Tito Livio

Ya sea inspirando a otros o siendo parte de la actuación. Tito Livio es una de las personas cuya vida, sin duda alguna, merece nuestro interés por el nivel de influencia que tuvo en la historia.Conocer la biografía de Tito Livio es comprender más sobre etapa determinada de la historia del ser humano.

Conocer lo bueno y lo malo de las personas significativas como Tito Livio, personas que hacen rotar y transformarse al mundo, es una cosa básica para que seamos capaces de apreciar no sólo la existencia de Tito Livio, sino la de toda aquellas gentes que fueron inspiradas por Tito Livio, personas a quienes de un modo u otro Tito Livio influenció, y ciertamente, entender y comprender cómo fue el hecho de vivir en el momento de la historia y la sociedad en la que vivió Tito Livio.

Vida y Biografía de Tito Livio

(Patavium, el día de hoy Padua, Italia, h. 64 a.C. - id., 17 d.C.) Historiador latino.
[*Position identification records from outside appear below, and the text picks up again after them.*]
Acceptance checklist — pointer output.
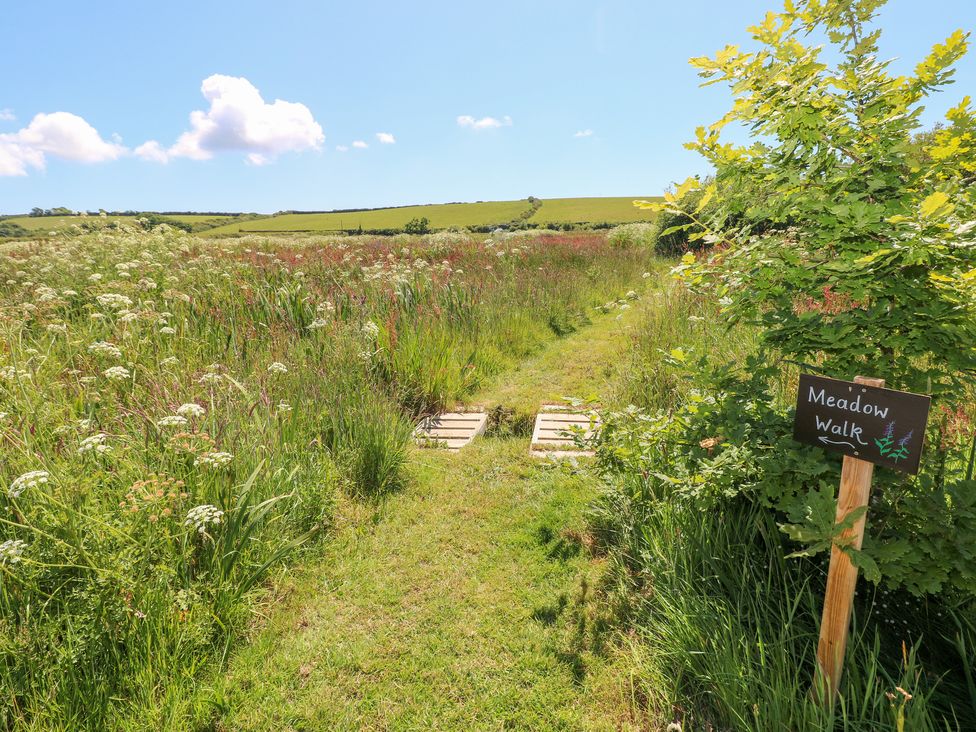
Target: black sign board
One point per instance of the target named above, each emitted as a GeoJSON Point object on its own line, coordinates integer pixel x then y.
{"type": "Point", "coordinates": [882, 426]}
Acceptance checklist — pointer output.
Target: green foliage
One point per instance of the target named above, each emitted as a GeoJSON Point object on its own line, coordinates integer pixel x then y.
{"type": "Point", "coordinates": [879, 256]}
{"type": "Point", "coordinates": [675, 232]}
{"type": "Point", "coordinates": [632, 235]}
{"type": "Point", "coordinates": [845, 243]}
{"type": "Point", "coordinates": [868, 266]}
{"type": "Point", "coordinates": [9, 229]}
{"type": "Point", "coordinates": [298, 366]}
{"type": "Point", "coordinates": [419, 225]}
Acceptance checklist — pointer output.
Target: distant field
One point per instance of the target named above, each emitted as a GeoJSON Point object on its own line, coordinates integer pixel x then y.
{"type": "Point", "coordinates": [441, 216]}
{"type": "Point", "coordinates": [44, 224]}
{"type": "Point", "coordinates": [617, 210]}
{"type": "Point", "coordinates": [56, 223]}
{"type": "Point", "coordinates": [591, 210]}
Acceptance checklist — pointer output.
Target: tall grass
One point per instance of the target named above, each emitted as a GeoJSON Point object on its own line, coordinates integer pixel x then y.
{"type": "Point", "coordinates": [177, 417]}
{"type": "Point", "coordinates": [723, 627]}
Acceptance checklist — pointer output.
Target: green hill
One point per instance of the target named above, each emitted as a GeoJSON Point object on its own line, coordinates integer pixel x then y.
{"type": "Point", "coordinates": [545, 212]}
{"type": "Point", "coordinates": [620, 210]}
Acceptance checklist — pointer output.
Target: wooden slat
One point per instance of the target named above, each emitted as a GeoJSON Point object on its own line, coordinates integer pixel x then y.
{"type": "Point", "coordinates": [452, 430]}
{"type": "Point", "coordinates": [553, 433]}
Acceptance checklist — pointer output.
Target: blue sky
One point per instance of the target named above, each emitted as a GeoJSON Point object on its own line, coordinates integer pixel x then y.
{"type": "Point", "coordinates": [543, 71]}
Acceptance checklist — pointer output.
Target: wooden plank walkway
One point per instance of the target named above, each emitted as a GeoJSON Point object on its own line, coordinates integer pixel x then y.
{"type": "Point", "coordinates": [451, 430]}
{"type": "Point", "coordinates": [553, 433]}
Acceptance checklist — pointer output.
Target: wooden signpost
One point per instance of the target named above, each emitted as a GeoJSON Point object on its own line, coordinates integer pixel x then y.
{"type": "Point", "coordinates": [870, 425]}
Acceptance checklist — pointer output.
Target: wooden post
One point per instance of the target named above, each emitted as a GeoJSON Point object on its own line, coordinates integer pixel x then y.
{"type": "Point", "coordinates": [855, 489]}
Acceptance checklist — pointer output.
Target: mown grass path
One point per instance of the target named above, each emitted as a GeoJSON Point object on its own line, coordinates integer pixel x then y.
{"type": "Point", "coordinates": [453, 605]}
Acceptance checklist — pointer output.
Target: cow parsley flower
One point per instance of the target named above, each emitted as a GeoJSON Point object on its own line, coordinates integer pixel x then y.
{"type": "Point", "coordinates": [11, 551]}
{"type": "Point", "coordinates": [191, 411]}
{"type": "Point", "coordinates": [214, 460]}
{"type": "Point", "coordinates": [114, 300]}
{"type": "Point", "coordinates": [104, 348]}
{"type": "Point", "coordinates": [28, 480]}
{"type": "Point", "coordinates": [95, 443]}
{"type": "Point", "coordinates": [210, 379]}
{"type": "Point", "coordinates": [199, 517]}
{"type": "Point", "coordinates": [117, 373]}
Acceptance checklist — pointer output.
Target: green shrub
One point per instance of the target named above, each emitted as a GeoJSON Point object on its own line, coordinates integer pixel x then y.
{"type": "Point", "coordinates": [417, 226]}
{"type": "Point", "coordinates": [636, 235]}
{"type": "Point", "coordinates": [674, 230]}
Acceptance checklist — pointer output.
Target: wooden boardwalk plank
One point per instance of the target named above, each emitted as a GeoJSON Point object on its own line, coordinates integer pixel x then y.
{"type": "Point", "coordinates": [451, 430]}
{"type": "Point", "coordinates": [553, 433]}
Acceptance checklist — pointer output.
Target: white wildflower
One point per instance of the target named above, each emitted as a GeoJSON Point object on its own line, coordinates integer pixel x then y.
{"type": "Point", "coordinates": [191, 411]}
{"type": "Point", "coordinates": [214, 460]}
{"type": "Point", "coordinates": [11, 551]}
{"type": "Point", "coordinates": [114, 300]}
{"type": "Point", "coordinates": [104, 348]}
{"type": "Point", "coordinates": [199, 517]}
{"type": "Point", "coordinates": [116, 373]}
{"type": "Point", "coordinates": [95, 443]}
{"type": "Point", "coordinates": [28, 480]}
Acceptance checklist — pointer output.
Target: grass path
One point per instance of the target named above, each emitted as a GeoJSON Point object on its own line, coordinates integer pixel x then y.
{"type": "Point", "coordinates": [455, 604]}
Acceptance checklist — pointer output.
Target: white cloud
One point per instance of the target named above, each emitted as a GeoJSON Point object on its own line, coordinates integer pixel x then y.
{"type": "Point", "coordinates": [485, 123]}
{"type": "Point", "coordinates": [153, 151]}
{"type": "Point", "coordinates": [60, 135]}
{"type": "Point", "coordinates": [240, 120]}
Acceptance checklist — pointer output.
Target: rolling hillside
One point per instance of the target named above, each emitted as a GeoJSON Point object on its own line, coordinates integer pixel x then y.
{"type": "Point", "coordinates": [549, 212]}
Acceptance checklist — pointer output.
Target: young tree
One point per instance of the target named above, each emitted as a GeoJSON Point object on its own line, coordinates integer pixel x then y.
{"type": "Point", "coordinates": [873, 267]}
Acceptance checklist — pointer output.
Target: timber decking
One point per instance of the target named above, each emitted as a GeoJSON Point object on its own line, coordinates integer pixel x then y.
{"type": "Point", "coordinates": [554, 427]}
{"type": "Point", "coordinates": [451, 430]}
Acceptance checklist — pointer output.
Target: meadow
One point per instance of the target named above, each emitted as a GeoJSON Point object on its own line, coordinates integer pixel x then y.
{"type": "Point", "coordinates": [179, 417]}
{"type": "Point", "coordinates": [555, 212]}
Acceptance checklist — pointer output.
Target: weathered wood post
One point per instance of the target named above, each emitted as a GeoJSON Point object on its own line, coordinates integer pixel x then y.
{"type": "Point", "coordinates": [855, 490]}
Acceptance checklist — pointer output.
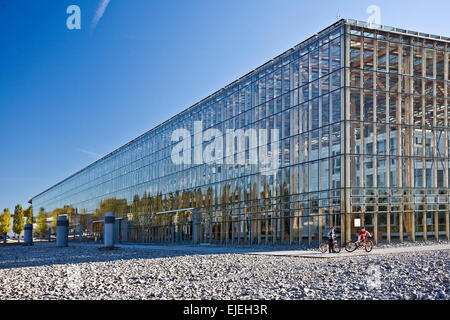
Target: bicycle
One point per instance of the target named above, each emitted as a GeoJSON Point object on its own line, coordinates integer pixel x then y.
{"type": "Point", "coordinates": [324, 246]}
{"type": "Point", "coordinates": [366, 243]}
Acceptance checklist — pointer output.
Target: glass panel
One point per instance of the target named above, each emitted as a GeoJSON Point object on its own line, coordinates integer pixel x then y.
{"type": "Point", "coordinates": [382, 53]}
{"type": "Point", "coordinates": [355, 52]}
{"type": "Point", "coordinates": [368, 54]}
{"type": "Point", "coordinates": [393, 58]}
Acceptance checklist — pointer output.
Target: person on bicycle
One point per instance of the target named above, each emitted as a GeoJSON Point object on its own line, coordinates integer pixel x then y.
{"type": "Point", "coordinates": [331, 239]}
{"type": "Point", "coordinates": [363, 234]}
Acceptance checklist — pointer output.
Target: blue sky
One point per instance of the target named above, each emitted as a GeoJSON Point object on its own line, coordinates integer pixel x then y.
{"type": "Point", "coordinates": [69, 97]}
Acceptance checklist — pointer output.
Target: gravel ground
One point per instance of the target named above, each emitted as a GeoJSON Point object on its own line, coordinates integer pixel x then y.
{"type": "Point", "coordinates": [85, 272]}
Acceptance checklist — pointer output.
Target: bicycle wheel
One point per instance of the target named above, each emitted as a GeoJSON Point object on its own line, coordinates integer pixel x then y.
{"type": "Point", "coordinates": [350, 247]}
{"type": "Point", "coordinates": [369, 245]}
{"type": "Point", "coordinates": [323, 247]}
{"type": "Point", "coordinates": [337, 247]}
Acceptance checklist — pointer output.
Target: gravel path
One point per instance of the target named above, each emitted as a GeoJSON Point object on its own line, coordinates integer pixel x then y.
{"type": "Point", "coordinates": [85, 272]}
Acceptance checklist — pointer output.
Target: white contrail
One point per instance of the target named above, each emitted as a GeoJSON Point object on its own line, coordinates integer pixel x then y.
{"type": "Point", "coordinates": [92, 154]}
{"type": "Point", "coordinates": [99, 13]}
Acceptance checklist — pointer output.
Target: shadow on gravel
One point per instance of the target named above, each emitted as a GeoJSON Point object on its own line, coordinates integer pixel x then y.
{"type": "Point", "coordinates": [46, 254]}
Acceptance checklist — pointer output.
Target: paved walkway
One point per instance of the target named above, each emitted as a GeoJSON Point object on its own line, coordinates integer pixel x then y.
{"type": "Point", "coordinates": [358, 252]}
{"type": "Point", "coordinates": [212, 249]}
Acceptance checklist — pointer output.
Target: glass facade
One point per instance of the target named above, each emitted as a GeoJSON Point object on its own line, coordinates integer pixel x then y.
{"type": "Point", "coordinates": [362, 115]}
Instalado en Roma probablemente desde el año 30 a.C., se interesó por la oratoria y escribió diálogos morales, que después dejó de lado para consagrarse a la redacción de una enorme historia de Roma, Ab urbe condita libri (mucho más famosa como las Décadas), que le valió el favor del emperador Octavio Augusto. Sólo se preservan 35 libros de los 142 que componían la obra, que cubre desde la fundación de la región hasta el año 9 a.C. Pieza cima de la prosa latina del final del periodo tradicional, para su composición se sirvió de ficheros y de historiadores viejos a los que raras veces cita (con lo que su obra no tiene confiabilidad en relación a ciertas épocas) y también intercaló pequeñas medites en la mitad de la narración, marcada por un tono épico y dramático. Livio concebía la historia desde un criterio ética, y, mucho más que una obra a nivel científico construida, la suya es la aportación de un poeta que canta con entusiasmo el esplendor del pueblo de roma. Muy admirado por sus contemporáneos, sirvió de modelo a historiadores siguientes y también influyó en los versistas épicos.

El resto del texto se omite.